Chemicals are an operating cost for a water treatment plant. Operators can reduce costs by dosing just enough chemical to achieve desired water quality but not overdosing.

In this application we consider a water treatment plant that takes raw water from a surface water source and treats it before delivering to a water supply network. The raw water contains suspended solids which are clumped into larger aggregates through the addition of a coagulant then separated from the water using a filtration process.

The water treatment plant uses a jar test to determine the coagulant dose. In this manually performed lab test a sample of the raw water inflow is obtained and divided among a series of jars. A difference dose of coagulant is added to each jar then all jars are agitated at a consistent rate. Agitation is stopped and the jars are allowed to settle for a period of time. The turbidity of the raw water sample in each jar is then measured and the dose rate resulting in lowest turbidity is defined as optimum.
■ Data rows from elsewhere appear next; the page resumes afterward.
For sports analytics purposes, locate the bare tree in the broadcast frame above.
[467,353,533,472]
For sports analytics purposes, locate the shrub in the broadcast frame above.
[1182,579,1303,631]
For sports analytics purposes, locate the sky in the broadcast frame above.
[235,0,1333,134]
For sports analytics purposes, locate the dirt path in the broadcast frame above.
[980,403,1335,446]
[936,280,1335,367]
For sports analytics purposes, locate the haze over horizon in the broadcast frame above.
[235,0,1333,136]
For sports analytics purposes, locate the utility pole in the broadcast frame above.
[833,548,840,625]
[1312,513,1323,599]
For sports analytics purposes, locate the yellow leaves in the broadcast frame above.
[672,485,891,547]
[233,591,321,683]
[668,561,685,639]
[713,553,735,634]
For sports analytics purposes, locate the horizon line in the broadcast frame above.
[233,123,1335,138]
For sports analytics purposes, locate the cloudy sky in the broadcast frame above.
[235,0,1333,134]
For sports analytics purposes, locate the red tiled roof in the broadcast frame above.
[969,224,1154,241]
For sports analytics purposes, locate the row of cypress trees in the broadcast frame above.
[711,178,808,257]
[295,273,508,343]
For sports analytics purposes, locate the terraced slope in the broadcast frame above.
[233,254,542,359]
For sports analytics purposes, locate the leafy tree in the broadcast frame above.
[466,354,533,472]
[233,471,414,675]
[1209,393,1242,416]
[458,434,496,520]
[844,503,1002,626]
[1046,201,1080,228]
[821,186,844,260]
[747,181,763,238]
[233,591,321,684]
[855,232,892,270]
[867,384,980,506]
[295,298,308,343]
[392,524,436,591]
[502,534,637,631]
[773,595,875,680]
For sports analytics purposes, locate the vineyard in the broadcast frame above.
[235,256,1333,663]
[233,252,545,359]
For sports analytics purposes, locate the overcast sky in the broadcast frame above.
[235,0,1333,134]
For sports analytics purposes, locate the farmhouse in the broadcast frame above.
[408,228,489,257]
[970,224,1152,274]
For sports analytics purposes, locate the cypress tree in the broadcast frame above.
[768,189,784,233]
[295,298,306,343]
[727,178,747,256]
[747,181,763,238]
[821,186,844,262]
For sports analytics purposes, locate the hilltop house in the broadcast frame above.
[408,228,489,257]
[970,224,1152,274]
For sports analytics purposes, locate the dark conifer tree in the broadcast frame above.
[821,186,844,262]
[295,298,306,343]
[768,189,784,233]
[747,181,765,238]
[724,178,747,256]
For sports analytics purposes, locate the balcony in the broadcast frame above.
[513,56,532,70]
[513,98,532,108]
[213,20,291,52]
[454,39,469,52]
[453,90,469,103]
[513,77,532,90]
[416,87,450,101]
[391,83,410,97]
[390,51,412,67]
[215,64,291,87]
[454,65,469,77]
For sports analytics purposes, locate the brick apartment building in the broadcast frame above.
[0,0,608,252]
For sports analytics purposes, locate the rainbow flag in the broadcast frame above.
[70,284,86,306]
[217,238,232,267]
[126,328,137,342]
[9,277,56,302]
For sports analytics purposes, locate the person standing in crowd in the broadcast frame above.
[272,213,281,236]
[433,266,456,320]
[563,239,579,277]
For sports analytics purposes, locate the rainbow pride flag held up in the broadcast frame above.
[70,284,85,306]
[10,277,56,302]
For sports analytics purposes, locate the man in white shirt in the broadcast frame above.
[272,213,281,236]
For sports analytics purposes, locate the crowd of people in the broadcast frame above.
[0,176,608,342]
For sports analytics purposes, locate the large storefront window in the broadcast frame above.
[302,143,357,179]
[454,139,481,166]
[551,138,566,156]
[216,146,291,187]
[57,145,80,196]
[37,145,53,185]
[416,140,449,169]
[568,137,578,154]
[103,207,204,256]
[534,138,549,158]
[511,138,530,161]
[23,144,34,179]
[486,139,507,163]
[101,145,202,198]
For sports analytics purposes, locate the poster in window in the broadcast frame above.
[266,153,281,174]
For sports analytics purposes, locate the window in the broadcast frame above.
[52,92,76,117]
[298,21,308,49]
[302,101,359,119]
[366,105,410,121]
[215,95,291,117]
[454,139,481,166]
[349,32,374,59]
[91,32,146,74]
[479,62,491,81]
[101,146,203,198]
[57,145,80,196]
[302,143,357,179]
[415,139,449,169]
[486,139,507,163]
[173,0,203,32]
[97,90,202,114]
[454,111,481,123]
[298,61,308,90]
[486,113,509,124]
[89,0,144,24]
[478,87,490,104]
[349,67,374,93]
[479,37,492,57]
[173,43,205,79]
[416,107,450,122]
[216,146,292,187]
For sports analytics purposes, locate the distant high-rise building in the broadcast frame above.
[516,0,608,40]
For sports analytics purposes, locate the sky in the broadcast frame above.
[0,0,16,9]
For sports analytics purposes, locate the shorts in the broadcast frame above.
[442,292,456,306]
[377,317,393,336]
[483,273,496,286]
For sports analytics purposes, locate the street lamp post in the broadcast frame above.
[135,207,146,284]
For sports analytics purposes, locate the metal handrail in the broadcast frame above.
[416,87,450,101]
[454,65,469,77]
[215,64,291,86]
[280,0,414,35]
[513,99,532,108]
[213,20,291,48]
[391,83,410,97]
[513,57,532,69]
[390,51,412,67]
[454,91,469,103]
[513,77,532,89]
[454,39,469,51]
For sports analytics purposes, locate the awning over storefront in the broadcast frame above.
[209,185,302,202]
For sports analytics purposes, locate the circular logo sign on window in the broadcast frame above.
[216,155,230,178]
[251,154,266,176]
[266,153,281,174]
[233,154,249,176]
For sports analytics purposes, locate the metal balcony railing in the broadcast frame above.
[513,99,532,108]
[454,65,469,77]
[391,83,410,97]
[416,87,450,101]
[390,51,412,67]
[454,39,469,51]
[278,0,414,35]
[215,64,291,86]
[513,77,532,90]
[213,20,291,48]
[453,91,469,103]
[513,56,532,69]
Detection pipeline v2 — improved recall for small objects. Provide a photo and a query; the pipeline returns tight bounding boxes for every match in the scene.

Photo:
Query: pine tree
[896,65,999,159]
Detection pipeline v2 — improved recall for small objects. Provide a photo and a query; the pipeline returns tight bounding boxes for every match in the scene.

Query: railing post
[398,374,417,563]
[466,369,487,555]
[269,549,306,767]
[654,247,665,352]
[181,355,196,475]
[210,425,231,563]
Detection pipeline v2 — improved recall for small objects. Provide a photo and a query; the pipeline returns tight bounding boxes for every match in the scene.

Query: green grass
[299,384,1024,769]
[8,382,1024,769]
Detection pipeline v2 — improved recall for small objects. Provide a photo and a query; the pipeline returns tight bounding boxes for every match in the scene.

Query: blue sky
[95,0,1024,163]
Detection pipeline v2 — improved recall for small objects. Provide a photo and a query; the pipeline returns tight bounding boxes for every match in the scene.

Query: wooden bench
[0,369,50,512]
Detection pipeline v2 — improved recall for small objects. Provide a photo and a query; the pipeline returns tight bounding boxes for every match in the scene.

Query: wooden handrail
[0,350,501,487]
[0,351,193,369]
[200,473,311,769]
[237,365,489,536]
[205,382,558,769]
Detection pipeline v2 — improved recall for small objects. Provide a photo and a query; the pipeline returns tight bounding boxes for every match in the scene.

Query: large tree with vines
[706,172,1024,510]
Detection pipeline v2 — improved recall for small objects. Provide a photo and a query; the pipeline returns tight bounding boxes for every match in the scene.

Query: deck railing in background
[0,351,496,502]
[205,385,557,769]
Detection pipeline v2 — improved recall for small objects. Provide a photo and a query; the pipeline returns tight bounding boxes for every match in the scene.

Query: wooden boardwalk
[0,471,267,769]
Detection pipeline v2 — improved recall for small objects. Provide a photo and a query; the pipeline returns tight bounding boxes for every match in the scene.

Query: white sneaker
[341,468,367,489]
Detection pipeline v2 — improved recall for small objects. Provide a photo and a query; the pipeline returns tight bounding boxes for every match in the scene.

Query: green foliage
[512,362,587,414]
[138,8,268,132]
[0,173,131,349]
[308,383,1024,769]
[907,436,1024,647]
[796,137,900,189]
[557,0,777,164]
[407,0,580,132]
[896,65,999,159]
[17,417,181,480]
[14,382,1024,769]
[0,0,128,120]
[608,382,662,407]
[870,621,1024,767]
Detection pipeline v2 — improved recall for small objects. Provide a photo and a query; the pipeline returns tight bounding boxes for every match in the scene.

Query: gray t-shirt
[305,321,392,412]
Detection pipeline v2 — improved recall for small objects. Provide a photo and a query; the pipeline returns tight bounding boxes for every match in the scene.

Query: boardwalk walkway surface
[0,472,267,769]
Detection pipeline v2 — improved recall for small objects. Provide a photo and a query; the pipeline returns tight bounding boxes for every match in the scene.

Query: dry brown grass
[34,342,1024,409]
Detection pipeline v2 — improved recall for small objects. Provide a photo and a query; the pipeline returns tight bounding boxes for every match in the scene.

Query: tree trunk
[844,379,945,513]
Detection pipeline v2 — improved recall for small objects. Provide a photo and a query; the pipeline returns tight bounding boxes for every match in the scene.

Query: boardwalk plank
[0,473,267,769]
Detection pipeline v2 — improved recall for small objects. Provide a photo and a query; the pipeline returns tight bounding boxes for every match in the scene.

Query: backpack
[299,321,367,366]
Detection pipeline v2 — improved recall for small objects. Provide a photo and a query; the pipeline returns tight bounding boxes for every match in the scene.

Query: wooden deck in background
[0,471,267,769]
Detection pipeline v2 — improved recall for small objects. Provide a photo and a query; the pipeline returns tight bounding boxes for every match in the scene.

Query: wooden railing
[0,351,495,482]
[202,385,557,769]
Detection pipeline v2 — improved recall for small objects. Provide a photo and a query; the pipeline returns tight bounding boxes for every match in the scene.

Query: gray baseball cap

The disadvantage of the above test is that it is formed at discrete times, and as such can not react to a continuously changing raw water quality. 


A predicted value model is trained with inputs including surface water source depth, raw water flow, raw water turbidity, streaming current detector, turbidity of filtered water, disinfection chlorine dose rate, and residual chlorine . The model is trained to predict the optimal coagulant dose rate determined by jar testing.

Once the model is trained, the VROC system provides dashboards to validate the effectiveness of the model as well as model statistics.

VROC ingested the historical data and provided insightful results as to the major factors responsible for failures. In addition, VROC was able to identify transient factors such as one month where the chemical supplier to the plant supplied incorrect chemicals. VROC correctly identified that the chemical was the significant factor causing failures for that particular month. 

The VROC system allows this customer to save significant time, rather than spending thousands of engineering hours on each problem they can quickly identify the root cause of individual failures or events and concentrate on fixing the problem rather than their previous method of comparing trends or using calculations in Excel.
Accurate recommendation of optimum setpoints provided continuously in real time.


  • Continuous monitoring of water source, weather, and plant operating characteristics to provide real time optimum setpoints.
  • Reduced reliance on manual jar testing.
  • Reduced chemical use and more efficient and effective chemical dosing based on plant and water source conditions.